Abstracts due: October 31, 2013
Dates: April 11-13, 2013
Location: University of Michigan, Ann Arbor
Seminar Leader: Professor Richard Price, Department of History, University of Maryland, College Park
Historical studies of violence are legion. Historians have long addressed the legal, social, cultural and political aspects of violence, as reflected both in criminal activity and in domestic interactions. It is well-known, for example, that the violence of “primitive rebels” in peasant societies is structurally and politically distinct from violence in “modern,” urbanized industrial societies. And much attention has been paid by historians and others to the developmental implications of these differences.
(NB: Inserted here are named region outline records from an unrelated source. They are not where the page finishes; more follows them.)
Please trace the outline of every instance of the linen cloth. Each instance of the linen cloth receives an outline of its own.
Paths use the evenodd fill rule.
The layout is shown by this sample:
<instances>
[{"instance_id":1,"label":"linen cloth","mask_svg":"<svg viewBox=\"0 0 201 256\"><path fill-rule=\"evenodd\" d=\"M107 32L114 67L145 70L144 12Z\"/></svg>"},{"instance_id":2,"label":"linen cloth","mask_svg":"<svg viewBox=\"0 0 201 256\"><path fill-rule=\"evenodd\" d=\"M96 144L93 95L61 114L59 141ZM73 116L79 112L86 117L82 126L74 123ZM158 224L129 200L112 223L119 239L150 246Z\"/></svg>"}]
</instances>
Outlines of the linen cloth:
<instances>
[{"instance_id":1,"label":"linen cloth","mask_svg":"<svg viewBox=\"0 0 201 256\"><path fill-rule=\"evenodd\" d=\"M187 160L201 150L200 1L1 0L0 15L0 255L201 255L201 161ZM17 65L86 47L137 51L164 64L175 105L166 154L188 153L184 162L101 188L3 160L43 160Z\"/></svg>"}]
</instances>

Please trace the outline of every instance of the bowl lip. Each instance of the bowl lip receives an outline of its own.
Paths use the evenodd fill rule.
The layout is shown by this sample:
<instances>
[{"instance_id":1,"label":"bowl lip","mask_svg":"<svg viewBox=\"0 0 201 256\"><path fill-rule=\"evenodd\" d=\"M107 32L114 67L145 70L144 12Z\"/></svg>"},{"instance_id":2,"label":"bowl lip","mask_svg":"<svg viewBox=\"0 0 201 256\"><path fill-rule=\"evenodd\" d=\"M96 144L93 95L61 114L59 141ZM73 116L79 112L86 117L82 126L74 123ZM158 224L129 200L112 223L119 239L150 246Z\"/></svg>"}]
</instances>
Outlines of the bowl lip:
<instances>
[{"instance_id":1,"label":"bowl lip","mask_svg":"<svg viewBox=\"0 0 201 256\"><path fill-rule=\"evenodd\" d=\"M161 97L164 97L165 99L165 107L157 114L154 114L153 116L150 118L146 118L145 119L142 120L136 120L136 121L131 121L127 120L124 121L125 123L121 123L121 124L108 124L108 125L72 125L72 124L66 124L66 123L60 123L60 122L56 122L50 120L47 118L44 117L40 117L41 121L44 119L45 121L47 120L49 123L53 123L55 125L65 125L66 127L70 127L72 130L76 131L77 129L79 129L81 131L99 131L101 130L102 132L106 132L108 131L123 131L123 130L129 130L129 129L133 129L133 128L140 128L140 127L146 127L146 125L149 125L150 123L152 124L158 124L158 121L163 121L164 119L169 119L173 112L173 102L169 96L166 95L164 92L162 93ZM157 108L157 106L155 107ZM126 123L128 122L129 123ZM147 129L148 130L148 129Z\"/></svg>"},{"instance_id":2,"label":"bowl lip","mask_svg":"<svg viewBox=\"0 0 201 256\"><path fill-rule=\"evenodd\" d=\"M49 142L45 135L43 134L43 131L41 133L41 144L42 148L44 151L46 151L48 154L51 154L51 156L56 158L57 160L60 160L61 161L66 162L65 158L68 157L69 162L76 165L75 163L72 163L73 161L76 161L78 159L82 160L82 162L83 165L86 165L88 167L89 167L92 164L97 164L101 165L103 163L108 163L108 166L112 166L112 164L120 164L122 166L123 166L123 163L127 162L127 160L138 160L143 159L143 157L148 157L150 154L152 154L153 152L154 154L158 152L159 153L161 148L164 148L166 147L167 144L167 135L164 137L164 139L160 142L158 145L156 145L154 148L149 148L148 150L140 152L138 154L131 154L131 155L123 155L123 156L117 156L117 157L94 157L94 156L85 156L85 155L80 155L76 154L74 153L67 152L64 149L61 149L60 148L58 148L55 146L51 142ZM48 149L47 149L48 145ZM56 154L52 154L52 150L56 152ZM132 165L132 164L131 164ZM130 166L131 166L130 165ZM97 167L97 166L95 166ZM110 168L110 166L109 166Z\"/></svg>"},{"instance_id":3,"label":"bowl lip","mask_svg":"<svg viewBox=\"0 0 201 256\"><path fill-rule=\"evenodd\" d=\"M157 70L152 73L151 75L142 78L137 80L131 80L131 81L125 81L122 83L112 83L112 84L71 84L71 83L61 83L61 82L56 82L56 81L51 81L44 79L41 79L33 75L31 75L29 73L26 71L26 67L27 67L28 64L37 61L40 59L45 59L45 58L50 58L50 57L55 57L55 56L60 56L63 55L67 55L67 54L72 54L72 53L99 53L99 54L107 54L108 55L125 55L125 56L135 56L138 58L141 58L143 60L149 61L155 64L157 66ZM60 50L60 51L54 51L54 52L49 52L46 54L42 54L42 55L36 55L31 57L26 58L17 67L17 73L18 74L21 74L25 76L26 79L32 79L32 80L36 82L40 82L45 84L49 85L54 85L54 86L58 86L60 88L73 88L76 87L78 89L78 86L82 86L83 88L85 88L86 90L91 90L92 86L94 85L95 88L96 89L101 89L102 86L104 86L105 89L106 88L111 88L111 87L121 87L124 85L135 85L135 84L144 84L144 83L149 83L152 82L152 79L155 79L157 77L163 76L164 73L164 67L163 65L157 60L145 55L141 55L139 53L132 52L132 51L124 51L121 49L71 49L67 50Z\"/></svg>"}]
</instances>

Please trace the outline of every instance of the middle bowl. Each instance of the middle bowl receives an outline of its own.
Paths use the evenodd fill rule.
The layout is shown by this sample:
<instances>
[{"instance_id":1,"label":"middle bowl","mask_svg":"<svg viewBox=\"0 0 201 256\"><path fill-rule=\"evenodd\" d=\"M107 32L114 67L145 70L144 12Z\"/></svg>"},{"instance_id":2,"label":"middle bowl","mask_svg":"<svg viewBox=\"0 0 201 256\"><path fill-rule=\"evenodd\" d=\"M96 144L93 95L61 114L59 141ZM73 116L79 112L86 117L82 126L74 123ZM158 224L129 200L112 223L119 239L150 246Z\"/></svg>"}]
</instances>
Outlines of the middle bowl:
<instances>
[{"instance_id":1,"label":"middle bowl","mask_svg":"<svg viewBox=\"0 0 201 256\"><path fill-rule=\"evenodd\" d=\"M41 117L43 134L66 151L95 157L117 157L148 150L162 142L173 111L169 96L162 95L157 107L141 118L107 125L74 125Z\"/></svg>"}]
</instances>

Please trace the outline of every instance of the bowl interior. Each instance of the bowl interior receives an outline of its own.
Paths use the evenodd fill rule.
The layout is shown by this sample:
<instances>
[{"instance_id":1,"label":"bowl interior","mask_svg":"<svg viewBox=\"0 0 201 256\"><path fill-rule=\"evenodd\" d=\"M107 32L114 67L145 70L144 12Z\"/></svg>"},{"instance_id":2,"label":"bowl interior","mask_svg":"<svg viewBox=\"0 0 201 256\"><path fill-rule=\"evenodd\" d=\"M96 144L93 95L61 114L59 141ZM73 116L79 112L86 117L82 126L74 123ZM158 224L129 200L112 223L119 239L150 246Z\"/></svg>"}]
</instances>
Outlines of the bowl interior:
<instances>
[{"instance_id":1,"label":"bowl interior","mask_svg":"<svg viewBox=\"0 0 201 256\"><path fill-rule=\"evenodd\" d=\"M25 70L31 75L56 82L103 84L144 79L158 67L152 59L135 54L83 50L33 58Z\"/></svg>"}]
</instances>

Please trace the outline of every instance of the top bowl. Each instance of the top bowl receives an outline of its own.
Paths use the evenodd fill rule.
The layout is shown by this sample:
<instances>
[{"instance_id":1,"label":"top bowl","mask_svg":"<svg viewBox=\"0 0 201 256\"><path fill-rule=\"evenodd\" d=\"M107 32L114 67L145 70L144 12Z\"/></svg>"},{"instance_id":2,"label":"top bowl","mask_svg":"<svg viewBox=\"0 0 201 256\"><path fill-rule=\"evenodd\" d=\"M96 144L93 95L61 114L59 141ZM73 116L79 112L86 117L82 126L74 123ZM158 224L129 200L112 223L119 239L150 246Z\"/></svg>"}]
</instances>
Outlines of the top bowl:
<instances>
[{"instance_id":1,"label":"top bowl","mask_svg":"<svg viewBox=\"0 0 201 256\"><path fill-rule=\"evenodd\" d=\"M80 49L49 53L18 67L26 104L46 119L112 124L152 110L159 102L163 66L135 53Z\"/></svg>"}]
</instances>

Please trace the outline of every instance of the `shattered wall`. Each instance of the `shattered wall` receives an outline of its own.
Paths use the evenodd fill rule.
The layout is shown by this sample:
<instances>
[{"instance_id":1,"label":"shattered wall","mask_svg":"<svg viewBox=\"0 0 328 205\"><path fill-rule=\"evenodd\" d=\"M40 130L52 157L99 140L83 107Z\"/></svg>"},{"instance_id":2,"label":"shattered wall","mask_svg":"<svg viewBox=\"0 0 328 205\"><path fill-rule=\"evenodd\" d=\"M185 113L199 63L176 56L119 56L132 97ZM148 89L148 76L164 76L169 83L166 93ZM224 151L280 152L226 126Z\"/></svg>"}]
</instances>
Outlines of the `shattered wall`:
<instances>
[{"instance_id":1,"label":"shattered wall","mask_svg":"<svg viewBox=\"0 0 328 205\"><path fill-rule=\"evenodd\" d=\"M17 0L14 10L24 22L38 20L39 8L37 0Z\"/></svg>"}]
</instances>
There is, therefore, enormous scope for an inter-disciplinary discussion and treatment of colonial violence. This seminar will explore the historical and cultural dimensions and representations of colonial violence in Britain’s Victorian empire. The panel organizers are particularly anxious that the question of colonial violence be addressed from the standpoint of different disciplines. And the panel chairs encourage scholars working on any aspect of this question to submit proposals. The kinds of questions that could be addressed include: the political dynamics of colonial violence; the relationship between violence and settler politics. To what extent is the colonial experience inherently genocidal towards indigenous peoples? What is the psychology of colonial violence? What are the relationships between violence in the colonies and the law? How do the many ideological rationalization of empire justify and explain colonial violence? How is colonial violence represented in the culture of empire in the metropole—in its literature, its theater, for example?